The city’s pace of urbanisation has been the fastest nationwide in recent years. From 1999 to 2009, the population increased annually by 3.5 per cent, and doubled between 1989 and 1999, 3.7 times higher than the 1979-1989 period.
Population density now is 3,400 people per sq km, an increase of nearly 42 per cent in comparison with 1999. In addition, the city has 14 industrial and processing parks along with 30 small industrial production clusters.
The increase in population and economic growth has led to serious pollution in waterways.
Water from the Dong Nai River and from Sai Gon – Dong Nai River, and within the city, has seen a severe decrease in quality.
The quality of underground water resources has also been affected, especially in nearby industrial and processing zones. And the proportion of waste water has climbed to 30 per cent.

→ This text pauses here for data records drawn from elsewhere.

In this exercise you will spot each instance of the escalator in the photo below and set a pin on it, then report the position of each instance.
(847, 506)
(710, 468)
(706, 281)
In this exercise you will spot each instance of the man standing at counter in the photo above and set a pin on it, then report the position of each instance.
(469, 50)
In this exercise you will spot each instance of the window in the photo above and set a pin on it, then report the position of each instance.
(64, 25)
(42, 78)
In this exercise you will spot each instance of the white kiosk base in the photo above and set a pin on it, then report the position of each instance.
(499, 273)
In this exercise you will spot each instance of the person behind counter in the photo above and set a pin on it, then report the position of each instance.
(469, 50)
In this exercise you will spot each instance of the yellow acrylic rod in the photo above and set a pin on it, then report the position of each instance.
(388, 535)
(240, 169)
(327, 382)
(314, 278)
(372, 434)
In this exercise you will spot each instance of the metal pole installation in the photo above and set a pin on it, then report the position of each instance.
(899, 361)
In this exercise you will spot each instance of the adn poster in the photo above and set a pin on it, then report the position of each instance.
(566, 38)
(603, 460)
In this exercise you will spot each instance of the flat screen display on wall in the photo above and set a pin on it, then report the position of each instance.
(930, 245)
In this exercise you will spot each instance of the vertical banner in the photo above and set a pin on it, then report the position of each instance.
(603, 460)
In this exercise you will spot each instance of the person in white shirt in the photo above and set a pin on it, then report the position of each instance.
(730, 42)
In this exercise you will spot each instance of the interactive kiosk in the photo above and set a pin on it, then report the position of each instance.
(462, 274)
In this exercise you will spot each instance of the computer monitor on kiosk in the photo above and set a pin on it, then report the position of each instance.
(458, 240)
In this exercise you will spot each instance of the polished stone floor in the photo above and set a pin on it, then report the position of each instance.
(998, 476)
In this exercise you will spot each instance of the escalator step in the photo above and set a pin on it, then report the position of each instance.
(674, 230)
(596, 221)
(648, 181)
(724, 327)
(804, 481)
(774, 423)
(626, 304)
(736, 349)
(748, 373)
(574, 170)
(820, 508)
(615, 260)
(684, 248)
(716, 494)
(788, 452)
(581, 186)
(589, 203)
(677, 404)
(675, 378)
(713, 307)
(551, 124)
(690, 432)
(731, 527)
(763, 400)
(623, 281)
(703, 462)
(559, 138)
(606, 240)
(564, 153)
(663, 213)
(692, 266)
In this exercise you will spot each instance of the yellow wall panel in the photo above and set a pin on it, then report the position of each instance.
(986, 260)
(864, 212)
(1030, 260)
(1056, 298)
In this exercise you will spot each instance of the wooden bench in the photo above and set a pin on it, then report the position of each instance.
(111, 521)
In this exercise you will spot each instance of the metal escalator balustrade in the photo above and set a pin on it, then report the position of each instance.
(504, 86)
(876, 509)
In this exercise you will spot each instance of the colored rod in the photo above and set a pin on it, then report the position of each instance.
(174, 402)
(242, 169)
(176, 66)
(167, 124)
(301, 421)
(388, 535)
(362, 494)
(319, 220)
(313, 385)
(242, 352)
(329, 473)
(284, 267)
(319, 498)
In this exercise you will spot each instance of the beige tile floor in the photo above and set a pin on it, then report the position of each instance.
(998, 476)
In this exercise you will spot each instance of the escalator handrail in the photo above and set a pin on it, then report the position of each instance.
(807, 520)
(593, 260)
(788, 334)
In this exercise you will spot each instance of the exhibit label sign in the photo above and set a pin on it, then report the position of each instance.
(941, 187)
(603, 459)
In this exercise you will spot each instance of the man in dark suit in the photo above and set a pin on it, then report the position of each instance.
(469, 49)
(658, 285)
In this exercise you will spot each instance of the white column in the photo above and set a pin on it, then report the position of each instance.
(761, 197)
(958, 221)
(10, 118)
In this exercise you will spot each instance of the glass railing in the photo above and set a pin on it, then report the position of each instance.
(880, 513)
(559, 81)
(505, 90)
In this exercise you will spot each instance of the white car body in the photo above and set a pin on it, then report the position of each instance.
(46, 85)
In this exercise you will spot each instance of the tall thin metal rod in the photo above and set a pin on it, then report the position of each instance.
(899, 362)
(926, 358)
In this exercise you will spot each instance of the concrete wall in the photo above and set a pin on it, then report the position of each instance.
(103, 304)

Apart from booming economic growth and its environmental consequences, HCM City is among the top 10 cities in the world that suffer most from climate change.
In recent years, there have been more floods during the rainy season and more periods of severe drought during the dry season due to climate change. Nga said that rising sea levels would worsen flooding in the city.
The city has launched several projects on water-resource management and protection, along with efforts to increase public awareness about water savings and promote new technology for effective water usage.
“Research has been conducted on the quantity and quality of water resources, and many policies have been created to improve management of water sources,” Nga said.
A water quality measurement system has also been established to supervise changes in the quantity and quality of water resources.
“The city should increase international co-operation in water resource management with nations like Japan, Holland, France and South Korea, which have experience in these areas,” he said.